Selain gerakan hak-hak sipil, kasus-kasus gerakan sosial seperti MoveOn.org dan Arab Spring juga menunjukkan penerapan teori mobilisasi sumber daya. Sebagai platform gerakan sosial, MoveOn.org memungkinkan orang untuk memulai atau menandatangani petisi dengan mudah melalui fasilitas daring yang nyaman, yang menunjukkan cara menggunakan sumber daya yang tersedia secara efektif untuk mendorong terwujudnya tujuan sosial bersama. Dengan bantuan teori peluang politik, MoveOn.org sepenuhnya menunjukkan kasus mobilisasi sumber daya yang berhasil.

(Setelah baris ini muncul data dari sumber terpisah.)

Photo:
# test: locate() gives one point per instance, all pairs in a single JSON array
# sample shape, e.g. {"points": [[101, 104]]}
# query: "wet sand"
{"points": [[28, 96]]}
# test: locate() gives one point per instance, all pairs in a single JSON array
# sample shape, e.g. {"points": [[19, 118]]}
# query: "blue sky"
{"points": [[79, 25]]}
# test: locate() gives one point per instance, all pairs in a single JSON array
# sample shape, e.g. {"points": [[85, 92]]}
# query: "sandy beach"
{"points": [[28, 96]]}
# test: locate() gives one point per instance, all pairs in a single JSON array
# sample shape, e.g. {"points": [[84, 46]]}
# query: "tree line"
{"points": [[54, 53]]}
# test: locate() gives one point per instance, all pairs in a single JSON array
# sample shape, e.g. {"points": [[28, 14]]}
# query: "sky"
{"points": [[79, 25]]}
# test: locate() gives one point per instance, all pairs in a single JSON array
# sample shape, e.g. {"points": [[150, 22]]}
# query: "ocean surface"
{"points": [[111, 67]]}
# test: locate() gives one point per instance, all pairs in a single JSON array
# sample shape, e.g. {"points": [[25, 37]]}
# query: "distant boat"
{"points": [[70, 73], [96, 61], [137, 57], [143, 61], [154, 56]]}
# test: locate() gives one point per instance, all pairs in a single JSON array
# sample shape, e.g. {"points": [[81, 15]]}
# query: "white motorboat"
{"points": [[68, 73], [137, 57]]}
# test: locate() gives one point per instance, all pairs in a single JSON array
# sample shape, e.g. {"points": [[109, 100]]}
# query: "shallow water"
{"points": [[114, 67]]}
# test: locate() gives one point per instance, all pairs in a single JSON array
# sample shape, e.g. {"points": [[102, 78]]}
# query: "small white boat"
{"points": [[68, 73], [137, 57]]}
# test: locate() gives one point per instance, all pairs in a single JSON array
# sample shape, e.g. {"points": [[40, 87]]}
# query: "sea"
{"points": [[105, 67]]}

Melalui contoh-contoh di atas, kita dapat melihat bahwa teori mobilisasi sumber daya tidak hanya merupakan alat analisis untuk gerakan sosial, tetapi juga membangun hubungan interdisipliner dalam berbagai bidang penelitian. Hubungan ini mencakup teori pembingkaian, yang menekankan pentingnya kerangka diagnostik dan prediktif dalam narasi gerakan sosial. Pengembangan teori mobilisasi sumber daya mencerminkan pemahaman beragam peneliti tentang gerakan sosial dan mendorong penelitian mendalam tentang dinamika internal dan struktur lingkungan gerakan.
Pada akhirnya, eksplorasi teori mobilisasi sumber daya tidak hanya menemukan cetak biru untuk keberhasilan dalam gerakan sosial; teori ini menantang pemahaman kita tentang solidaritas dan perubahan. Dihadapkan dengan lanskap sosial yang terus berubah, dapatkah teori-teori ini secara efektif menanggapi kemajuan dan tantangan zaman? Apakah ini akan menjadi isu utama dalam penelitian kita di masa mendatang?